Purpose, governance and engagement – why third sector organisations must face the big questions
(A short blog today as it’s already late, it’s Monday and I had some really good comments over the weekend so have already spent an hour on my site!)
We had an interesting session here this morning with a range of people from third sector organisations discussing issues around legitimacy, accountability and public value. The discussion deserves a fuller report but I’ll leave that to Katherine Hudson (who has promised to comment on this post).
Having listened to a wide ranging presentation from Indy Johar of Architecture00 and Joost Beunderman from Demos, and to the case study outlined by Dick Penny who runs the Bristol Watershed Media Centre I suggested that – in thinking about their public value – third sector organisations need to examine three distinct issues:
• Purpose and methods – what are we for and how do we work?
• Governance – how, and to whom, are we accountable?
• Engagement – how do we connect to the people we are supposed to serve?
When organisations are first created the three questions have one answer but through a process of organisational entropy the answers start to diverge. In many organisations (and I have to admit the RSA is sometimes one) the long standing formal structures of accountability can actually impede wider engagement. Other organisations may have gone through major changes in their aims and methods without being sure what this means for how they are governed or how they engage (this is Watershed’s issue).

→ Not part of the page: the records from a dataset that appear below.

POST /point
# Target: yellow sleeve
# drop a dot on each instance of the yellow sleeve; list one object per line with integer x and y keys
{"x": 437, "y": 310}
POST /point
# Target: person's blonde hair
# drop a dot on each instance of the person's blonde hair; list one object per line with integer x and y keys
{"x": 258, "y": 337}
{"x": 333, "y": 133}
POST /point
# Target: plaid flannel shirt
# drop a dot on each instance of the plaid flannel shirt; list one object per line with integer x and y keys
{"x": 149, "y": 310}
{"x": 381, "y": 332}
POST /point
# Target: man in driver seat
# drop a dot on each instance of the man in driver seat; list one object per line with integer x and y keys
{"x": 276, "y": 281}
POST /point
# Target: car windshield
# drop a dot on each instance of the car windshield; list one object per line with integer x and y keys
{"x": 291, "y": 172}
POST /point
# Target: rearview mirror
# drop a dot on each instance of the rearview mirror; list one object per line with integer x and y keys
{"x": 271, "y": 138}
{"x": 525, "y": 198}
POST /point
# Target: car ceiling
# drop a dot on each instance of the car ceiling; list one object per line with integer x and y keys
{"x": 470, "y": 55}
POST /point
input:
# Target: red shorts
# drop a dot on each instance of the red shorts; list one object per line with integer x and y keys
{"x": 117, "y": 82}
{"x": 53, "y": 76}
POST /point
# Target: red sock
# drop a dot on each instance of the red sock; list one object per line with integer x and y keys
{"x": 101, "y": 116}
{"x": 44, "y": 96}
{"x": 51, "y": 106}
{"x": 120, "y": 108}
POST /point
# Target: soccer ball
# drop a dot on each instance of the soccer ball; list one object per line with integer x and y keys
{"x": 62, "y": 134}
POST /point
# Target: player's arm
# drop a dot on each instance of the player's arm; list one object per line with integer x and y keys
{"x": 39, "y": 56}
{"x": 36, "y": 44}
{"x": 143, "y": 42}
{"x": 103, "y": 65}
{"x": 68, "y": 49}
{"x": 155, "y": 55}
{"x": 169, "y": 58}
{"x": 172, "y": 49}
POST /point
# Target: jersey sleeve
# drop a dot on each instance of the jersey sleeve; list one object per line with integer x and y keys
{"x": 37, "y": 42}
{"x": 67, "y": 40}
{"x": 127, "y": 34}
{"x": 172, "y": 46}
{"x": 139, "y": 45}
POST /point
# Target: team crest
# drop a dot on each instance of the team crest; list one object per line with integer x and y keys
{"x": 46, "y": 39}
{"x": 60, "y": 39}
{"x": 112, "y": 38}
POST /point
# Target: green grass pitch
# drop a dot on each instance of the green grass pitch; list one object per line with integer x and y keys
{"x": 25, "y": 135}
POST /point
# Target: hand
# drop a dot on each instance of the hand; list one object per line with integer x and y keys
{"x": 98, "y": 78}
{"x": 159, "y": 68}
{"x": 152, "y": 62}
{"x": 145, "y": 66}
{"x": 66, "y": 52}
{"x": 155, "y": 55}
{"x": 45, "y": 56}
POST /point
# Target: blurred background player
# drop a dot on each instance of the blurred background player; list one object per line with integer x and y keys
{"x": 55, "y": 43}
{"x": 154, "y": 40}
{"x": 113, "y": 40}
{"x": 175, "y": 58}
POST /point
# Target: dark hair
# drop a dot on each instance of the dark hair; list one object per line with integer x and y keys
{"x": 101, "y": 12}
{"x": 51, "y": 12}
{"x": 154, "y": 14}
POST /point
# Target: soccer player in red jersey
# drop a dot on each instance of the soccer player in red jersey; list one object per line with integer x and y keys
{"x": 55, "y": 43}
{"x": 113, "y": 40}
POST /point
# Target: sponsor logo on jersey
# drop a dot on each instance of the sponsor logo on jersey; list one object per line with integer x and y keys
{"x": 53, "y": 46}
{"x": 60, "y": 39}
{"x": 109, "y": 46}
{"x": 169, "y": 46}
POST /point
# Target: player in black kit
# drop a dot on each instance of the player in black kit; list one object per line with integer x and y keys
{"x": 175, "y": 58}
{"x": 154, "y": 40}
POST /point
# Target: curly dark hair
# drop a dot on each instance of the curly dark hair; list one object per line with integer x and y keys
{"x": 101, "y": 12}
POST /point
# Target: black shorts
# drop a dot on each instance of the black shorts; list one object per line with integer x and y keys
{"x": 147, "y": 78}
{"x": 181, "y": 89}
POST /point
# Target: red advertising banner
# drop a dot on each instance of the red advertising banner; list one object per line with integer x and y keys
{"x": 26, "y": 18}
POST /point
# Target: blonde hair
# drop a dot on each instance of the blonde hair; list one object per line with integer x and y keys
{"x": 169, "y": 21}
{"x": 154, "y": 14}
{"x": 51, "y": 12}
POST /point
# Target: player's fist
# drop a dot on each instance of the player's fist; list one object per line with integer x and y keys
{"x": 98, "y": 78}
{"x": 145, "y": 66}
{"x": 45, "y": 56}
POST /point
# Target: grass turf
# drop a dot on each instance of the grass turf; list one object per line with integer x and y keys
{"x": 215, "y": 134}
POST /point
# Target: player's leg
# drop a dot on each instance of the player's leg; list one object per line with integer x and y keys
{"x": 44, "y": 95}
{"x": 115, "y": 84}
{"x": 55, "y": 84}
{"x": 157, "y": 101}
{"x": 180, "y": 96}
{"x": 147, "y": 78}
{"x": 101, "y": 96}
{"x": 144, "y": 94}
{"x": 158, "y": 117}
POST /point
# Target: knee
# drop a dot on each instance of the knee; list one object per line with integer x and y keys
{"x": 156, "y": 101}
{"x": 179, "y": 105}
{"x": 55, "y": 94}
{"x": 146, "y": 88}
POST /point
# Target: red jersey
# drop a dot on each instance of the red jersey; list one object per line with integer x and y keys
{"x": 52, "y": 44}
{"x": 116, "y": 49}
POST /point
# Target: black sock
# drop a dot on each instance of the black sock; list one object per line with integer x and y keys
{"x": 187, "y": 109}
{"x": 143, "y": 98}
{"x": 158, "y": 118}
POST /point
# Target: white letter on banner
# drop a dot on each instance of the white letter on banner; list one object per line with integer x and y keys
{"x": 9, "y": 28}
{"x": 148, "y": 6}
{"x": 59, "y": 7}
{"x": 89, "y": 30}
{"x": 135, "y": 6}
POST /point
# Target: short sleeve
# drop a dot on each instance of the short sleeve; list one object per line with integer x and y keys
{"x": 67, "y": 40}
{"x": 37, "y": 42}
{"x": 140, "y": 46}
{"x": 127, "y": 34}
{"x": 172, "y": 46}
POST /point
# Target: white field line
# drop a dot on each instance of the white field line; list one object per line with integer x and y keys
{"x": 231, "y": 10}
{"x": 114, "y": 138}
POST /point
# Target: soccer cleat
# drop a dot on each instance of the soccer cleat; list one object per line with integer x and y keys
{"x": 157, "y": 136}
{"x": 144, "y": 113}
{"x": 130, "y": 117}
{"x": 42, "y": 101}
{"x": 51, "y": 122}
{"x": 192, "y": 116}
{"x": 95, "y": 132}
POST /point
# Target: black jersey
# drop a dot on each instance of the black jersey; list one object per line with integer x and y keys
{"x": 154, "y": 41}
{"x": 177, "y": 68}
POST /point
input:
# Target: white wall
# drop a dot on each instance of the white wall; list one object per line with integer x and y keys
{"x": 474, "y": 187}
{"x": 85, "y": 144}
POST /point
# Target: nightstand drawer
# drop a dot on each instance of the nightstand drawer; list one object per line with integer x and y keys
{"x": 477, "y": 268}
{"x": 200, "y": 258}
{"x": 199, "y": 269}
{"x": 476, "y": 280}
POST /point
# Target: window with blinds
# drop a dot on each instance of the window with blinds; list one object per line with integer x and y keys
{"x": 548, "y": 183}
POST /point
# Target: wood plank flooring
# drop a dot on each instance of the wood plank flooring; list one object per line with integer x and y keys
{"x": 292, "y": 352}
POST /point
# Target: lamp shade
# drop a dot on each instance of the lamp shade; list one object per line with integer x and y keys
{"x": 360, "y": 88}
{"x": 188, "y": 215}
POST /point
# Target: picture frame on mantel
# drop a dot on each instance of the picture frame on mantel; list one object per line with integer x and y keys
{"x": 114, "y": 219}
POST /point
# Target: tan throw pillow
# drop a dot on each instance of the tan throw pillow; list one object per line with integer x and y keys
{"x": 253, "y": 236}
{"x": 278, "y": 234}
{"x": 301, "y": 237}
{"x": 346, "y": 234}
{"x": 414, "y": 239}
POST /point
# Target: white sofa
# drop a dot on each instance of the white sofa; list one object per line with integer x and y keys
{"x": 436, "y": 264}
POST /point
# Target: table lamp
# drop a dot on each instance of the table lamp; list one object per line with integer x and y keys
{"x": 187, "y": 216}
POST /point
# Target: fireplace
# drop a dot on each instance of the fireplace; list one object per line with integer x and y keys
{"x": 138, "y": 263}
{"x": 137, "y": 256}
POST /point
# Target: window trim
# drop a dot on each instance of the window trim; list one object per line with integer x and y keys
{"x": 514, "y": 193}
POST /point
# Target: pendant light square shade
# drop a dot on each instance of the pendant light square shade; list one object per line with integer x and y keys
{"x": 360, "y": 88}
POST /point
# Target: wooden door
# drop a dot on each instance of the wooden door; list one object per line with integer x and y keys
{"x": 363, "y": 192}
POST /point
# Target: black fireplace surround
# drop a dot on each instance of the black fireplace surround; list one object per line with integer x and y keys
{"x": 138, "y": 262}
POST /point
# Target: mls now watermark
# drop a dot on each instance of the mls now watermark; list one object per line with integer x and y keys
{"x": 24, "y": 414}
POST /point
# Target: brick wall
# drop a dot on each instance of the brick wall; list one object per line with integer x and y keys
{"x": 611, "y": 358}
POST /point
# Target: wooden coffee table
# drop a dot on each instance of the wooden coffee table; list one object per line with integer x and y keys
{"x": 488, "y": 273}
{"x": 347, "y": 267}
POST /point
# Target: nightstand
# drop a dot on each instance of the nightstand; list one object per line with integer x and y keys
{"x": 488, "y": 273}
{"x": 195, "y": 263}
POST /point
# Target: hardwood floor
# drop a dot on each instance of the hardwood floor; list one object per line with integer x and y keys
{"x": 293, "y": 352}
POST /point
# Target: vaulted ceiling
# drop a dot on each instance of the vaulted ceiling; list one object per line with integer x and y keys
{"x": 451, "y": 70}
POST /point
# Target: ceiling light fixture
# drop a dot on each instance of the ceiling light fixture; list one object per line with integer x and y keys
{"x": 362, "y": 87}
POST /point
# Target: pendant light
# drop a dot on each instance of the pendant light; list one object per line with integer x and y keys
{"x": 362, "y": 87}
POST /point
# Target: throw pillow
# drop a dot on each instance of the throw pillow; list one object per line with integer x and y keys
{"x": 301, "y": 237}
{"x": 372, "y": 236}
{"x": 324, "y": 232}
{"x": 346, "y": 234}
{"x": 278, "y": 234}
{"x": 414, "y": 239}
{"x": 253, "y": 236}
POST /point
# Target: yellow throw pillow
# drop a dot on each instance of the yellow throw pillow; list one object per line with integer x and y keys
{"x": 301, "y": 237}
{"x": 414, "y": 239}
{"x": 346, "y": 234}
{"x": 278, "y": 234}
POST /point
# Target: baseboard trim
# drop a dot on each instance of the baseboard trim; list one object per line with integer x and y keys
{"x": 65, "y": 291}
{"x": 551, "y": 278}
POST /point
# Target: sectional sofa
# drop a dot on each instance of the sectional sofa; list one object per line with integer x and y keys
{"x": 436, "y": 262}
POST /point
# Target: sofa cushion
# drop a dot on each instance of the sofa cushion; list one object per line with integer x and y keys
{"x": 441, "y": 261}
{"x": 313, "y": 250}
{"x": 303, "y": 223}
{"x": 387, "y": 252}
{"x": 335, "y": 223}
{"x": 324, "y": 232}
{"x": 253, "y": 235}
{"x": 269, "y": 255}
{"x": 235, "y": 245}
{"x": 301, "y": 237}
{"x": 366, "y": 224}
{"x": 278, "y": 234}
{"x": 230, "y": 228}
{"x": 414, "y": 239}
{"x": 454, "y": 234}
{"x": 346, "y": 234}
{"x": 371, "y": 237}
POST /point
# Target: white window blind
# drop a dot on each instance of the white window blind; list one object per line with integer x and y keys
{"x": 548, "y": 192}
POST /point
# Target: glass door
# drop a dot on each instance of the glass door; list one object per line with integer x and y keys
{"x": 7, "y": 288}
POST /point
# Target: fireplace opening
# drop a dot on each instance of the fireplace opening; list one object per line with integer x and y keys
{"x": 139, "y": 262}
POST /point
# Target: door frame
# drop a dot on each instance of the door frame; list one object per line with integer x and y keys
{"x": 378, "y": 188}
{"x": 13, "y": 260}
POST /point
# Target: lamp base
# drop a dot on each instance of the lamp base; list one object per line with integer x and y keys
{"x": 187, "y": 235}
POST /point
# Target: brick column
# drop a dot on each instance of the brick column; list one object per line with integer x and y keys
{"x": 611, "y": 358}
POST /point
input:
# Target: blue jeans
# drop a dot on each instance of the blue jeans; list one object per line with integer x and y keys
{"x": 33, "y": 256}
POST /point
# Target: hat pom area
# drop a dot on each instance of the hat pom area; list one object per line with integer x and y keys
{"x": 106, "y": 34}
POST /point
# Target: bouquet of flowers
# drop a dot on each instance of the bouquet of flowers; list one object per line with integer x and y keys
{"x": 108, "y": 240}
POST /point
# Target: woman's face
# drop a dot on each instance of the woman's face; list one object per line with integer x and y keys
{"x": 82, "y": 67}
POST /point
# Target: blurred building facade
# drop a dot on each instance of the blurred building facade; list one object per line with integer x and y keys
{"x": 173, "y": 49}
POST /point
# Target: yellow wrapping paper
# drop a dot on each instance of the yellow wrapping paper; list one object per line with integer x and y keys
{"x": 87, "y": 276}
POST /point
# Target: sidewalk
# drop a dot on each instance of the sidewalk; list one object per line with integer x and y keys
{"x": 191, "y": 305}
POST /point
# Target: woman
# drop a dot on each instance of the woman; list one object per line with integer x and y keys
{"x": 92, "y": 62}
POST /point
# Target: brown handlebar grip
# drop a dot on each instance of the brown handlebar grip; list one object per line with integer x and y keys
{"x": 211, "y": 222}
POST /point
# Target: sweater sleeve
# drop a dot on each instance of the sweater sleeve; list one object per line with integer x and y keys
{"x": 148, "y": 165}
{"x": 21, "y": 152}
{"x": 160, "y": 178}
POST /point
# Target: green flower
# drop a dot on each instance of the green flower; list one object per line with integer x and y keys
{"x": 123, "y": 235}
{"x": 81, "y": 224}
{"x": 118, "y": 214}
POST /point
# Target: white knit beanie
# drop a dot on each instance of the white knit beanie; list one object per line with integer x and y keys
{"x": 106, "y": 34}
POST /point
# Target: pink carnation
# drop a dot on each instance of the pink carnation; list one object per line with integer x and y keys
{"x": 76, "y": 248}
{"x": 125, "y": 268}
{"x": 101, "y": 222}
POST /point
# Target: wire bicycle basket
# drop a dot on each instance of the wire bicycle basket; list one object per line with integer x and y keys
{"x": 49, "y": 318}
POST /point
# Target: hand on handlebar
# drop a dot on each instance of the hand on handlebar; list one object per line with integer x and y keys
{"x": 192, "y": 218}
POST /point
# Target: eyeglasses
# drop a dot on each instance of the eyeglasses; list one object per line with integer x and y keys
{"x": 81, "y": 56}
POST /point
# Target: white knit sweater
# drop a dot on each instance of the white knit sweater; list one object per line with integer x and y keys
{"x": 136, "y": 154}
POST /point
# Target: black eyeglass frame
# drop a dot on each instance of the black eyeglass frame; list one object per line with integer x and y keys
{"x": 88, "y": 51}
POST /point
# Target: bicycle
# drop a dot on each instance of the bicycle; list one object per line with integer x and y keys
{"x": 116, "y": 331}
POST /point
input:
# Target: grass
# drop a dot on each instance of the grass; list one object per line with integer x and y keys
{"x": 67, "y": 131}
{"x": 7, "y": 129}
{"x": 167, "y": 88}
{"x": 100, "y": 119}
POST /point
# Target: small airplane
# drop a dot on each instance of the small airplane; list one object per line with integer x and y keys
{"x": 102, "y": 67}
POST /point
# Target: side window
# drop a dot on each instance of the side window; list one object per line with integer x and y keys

As I said in a recent blog about membership organisations, many new charities are being set up with minimalist governance structures (akin to a private company). This doesn’t mean they don’t want to consult, engage or be answerable – just that they don’t see this being assisted by a cumbersome or quasi democratic internal governance.
But if a charity or social enterprise is having an impact, if it is receiving public money or acting with a public mandate, isn’t it important that it has robust governance? If an organisation has a long history where do today’s managers and Trustees get the authority to reform that mission?
These are tough questions. They lie behind some of the governance reforms we are putting in place here at the RSA. For too many organisations reforming, and seeking to align governance, purpose and engagement, feels like too much hard and distracting work. But a failure to examine, to modernise and to align will sooner or later undermine any organisation.
Coming clean about membership
Yesterday afternoon saw me in the City leading an NCVO seminar on the future of membership organisations. (I arrived late and, given the name of the venue and the use of blogging and twittering in the seminar, was open to the accusation ‘Taylor couldn’t organise a mash up in The Brewery’.)
From what was a lively session – part of an NCVO/RSA project on membership – three points particularly struck me:
1) Organisations find it very hard to be honest about the task of managing and engaging with their membership. It was only after I was very open about how challenging this is at the RSA that other delegates started to open up. It turns out that the issues are very similar in many different types of organisations. Change involves simultaneously confronting barriers (such as activist capture, cumbersome governance and stuffy inward looking cultures), building capacity (finding new ways – particularly on-line – of engaging people) and developing new content propositions (what are we asking members to do and how can we make this an attractive and rewarding proposition).
2) Creating a new culture and set of expectations among members and in the relationship between the centre and localities can be a major, time consuming and resource intensive change management process. Many organisations lack the confidence or resources to confront the issues, so they are continually brushed under the carpet.
3) Very few new charities are creating democratic or quasi democratic membership structures. New philanthropists and social entrepreneurs have seen the hassle that can be involved and tend to plump for much leaner and more centralised forms of governance.
I have written in the past about the need for what I called ‘a new collectivism’. More than ever we need organisations that engage people not just in signing petitions or raising money but in shaping the way the organisation works and what it tries to achieve; this is practical citizenship. But the cultures of too many membership organisations are unsuited to modern expectations and challenges and can be off-putting to, for example, younger people. That’s why this NCVO/RSA project is important not just for the organisations directly involved but for the health of wider civil society.